When we last left the freckled tornado of dusty delusion, she had allegedly been kicked out of a bar in NYC for acting like her usual charming self. Between then (early January) and now, she has somehow managed to not spit at another trick during a bar fight, and that’s probably because she’s been too busy putting her mouth on her new serious piece.
A few days ago, LiLo snorted out a picture on Instagram of a headless dude and she added the caption, “I love him.” I thought it was a cardinal high-paid escort sin to publicly post a picture of your client and use the L-O-V-E word when talking about him, but I guess it’s serious. TMZ says that the headless piece is 22-year-old Russian rich kid Egor Tarabasov. Egor, whose dad is a millionaire business mogul in Moscow, lives in London full-time and has his own real estate company there. TMZ says that 29-year-old LiLo has been rubbing her ginger coochie rinds against that Russian peen for 4 months. Another source told The Mirror last month that LiLo is full of happiness and that probably has everything to do with Egor using his daddy’s money to woo her. But I’m not hating on her for that, because as gold digging sage Gwen Guthrie puts it, “No romance without finance.” The source dribbled this out:
“Lindsay has obviously had some issues in the past, and probably been attracted to the wrong sort of guys, but this is different. She is really happy and a lot of that comes down to meeting Egor. He’s a bit younger than she is, but he’s a very smart businessman. He’s much more mature than his age suggests, and he’s a good influence. Obviously she’s done the older guy thing and that hasn’t ended well, so it’s great to see her with a smile on her face again.
He is a perfect boyfriend and – as he is quite wealthy – pays for quite a lot of stuff like meals out and trips away. He has been travelling the world with her, and posting loads of pictures of their trips online.”
We can’t call Egor her sugar daddy since he’s younger than her. So I guess he’s her sugar sonny.

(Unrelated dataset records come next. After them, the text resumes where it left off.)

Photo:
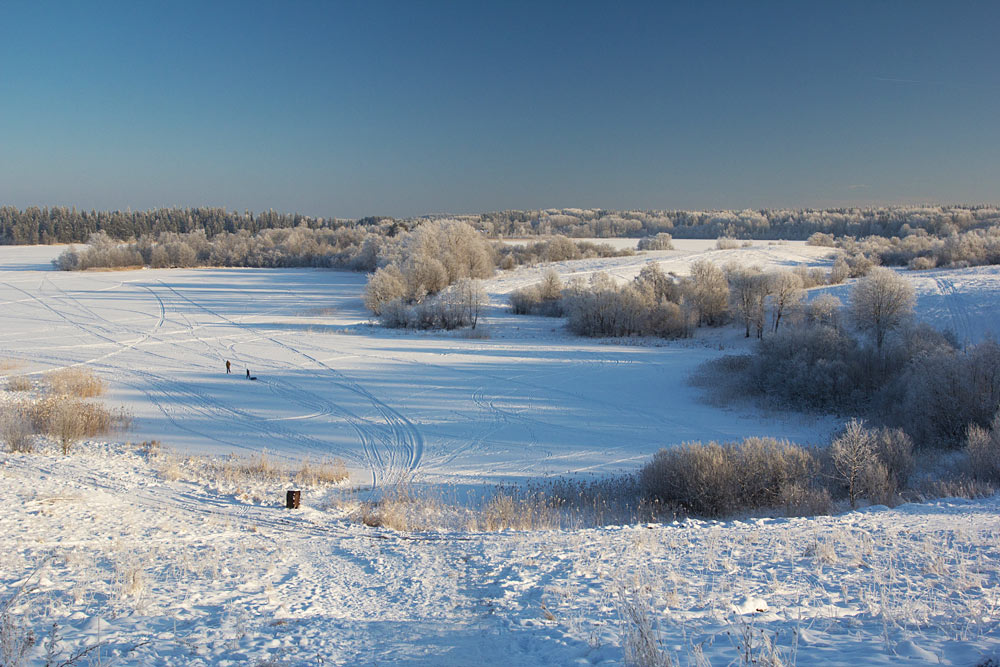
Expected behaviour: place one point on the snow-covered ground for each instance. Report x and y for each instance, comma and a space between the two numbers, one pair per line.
171, 573
530, 400
181, 572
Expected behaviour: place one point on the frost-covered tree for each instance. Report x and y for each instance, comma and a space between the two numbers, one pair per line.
709, 292
852, 452
786, 292
880, 302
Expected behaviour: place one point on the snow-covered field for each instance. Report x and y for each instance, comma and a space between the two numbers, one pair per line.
178, 572
530, 400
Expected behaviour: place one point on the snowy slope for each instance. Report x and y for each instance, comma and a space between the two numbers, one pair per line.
180, 572
171, 573
530, 400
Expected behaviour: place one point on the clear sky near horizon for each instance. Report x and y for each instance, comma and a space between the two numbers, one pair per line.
406, 108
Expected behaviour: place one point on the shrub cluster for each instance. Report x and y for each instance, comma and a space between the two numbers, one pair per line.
640, 308
554, 249
920, 250
759, 474
545, 298
61, 414
718, 479
427, 260
661, 241
456, 306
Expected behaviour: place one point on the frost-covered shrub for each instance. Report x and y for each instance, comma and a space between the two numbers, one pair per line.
811, 367
708, 292
942, 391
458, 306
606, 309
872, 463
541, 299
982, 446
661, 241
384, 286
839, 272
554, 249
880, 302
78, 382
825, 309
922, 263
821, 239
16, 430
713, 479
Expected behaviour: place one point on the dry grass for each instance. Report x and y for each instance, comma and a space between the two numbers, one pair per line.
508, 511
16, 431
260, 472
321, 473
19, 383
69, 420
7, 364
77, 382
713, 479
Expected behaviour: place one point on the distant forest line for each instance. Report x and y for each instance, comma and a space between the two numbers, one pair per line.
50, 225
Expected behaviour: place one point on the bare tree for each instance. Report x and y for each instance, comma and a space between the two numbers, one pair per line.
880, 302
709, 292
383, 286
852, 452
472, 297
786, 290
748, 289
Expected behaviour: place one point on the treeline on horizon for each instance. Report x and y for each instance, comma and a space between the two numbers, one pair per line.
51, 225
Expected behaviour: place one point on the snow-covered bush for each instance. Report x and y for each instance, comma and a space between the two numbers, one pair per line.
872, 463
881, 302
943, 391
661, 241
78, 382
16, 430
982, 446
708, 292
604, 308
541, 299
384, 286
717, 479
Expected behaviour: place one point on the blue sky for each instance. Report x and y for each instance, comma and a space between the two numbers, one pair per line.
406, 108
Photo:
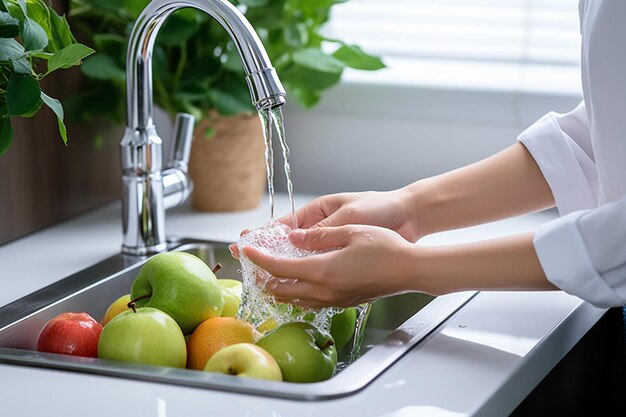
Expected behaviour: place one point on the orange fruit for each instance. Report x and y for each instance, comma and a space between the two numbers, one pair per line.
214, 334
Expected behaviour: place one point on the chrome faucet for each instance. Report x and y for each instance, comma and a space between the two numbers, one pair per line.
148, 190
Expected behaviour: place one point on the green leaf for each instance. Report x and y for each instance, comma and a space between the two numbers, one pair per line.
57, 108
33, 35
61, 33
10, 50
22, 66
9, 26
296, 35
307, 98
103, 67
307, 78
354, 57
6, 134
23, 95
110, 44
134, 7
40, 13
69, 56
315, 59
110, 5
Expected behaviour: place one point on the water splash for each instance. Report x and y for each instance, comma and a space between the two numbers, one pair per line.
258, 306
266, 122
279, 123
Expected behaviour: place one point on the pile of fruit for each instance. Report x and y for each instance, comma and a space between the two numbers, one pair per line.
179, 314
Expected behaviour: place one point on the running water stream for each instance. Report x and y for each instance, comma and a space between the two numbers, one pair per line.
270, 119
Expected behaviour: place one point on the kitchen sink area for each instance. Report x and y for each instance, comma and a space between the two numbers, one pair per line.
395, 325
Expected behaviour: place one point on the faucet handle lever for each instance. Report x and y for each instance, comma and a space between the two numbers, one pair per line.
182, 136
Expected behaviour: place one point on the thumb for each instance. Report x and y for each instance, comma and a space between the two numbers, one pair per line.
320, 238
338, 218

It’s apparently so serious that LiLo took Egor to New York during Christmas times to meet her fucked-up family. They love him and think he’ll keep her out of trouble.

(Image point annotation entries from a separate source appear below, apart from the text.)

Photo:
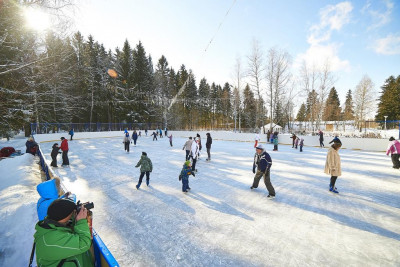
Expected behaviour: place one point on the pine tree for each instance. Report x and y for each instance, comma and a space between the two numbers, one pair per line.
389, 100
332, 109
302, 113
348, 113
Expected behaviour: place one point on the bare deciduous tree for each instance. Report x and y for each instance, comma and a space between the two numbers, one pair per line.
255, 73
364, 99
278, 76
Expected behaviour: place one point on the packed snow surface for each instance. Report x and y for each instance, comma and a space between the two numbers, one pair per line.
221, 222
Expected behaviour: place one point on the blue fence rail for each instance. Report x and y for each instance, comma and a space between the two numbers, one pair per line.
103, 257
46, 127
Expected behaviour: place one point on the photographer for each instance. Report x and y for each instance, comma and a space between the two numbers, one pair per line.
63, 238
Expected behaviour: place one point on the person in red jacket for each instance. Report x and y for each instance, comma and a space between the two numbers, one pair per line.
64, 148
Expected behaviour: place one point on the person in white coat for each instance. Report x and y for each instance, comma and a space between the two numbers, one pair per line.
333, 166
194, 153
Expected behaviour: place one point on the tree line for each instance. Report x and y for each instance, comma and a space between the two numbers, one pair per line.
66, 79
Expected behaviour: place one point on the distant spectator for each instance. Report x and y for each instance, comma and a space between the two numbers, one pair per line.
54, 154
31, 146
394, 150
336, 140
146, 167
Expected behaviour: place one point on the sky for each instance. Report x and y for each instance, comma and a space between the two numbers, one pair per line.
357, 37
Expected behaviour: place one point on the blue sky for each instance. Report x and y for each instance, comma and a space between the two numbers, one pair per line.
358, 37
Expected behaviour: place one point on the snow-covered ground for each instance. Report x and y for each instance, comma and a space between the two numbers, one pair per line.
221, 222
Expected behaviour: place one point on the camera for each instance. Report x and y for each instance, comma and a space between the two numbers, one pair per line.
87, 205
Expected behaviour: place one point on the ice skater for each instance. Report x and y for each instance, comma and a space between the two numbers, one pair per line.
301, 144
394, 151
146, 167
54, 154
332, 165
184, 176
126, 141
263, 162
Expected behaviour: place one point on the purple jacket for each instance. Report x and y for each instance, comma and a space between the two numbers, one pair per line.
393, 148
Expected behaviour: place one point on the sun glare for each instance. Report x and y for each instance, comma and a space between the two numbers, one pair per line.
36, 19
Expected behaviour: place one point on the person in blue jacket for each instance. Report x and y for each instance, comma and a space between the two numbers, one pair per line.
263, 162
48, 193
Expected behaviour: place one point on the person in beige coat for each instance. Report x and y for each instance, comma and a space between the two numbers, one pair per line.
332, 165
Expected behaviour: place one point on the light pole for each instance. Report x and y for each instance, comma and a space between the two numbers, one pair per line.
385, 122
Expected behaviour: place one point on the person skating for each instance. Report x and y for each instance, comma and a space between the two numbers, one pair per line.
301, 144
208, 146
187, 147
54, 153
332, 165
170, 139
394, 151
64, 149
134, 137
198, 138
194, 153
154, 134
336, 140
263, 162
294, 138
126, 141
63, 238
184, 176
321, 138
256, 139
276, 141
146, 167
71, 133
31, 146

Wait, so Egor met Dina “White Oprah” Lohan and he still stuck around, and is still in one piece? Is he a robot? Is he an unfeeling alien that took the form of a Russian heir? Because most human dudes would probably dump LiLo on the spot and head to the airport right after a drunken White Oprah slobbered on his shoulder and hit his cheek with a blast of hot booze breath while asking him if he cums vodka since he’s Russian as she tries to snatch his wallet. I mean, a dude who is rich AND doesn’t run after meeting White Oprah? LiLo has truly found her soulmate….until a richer piece comes along.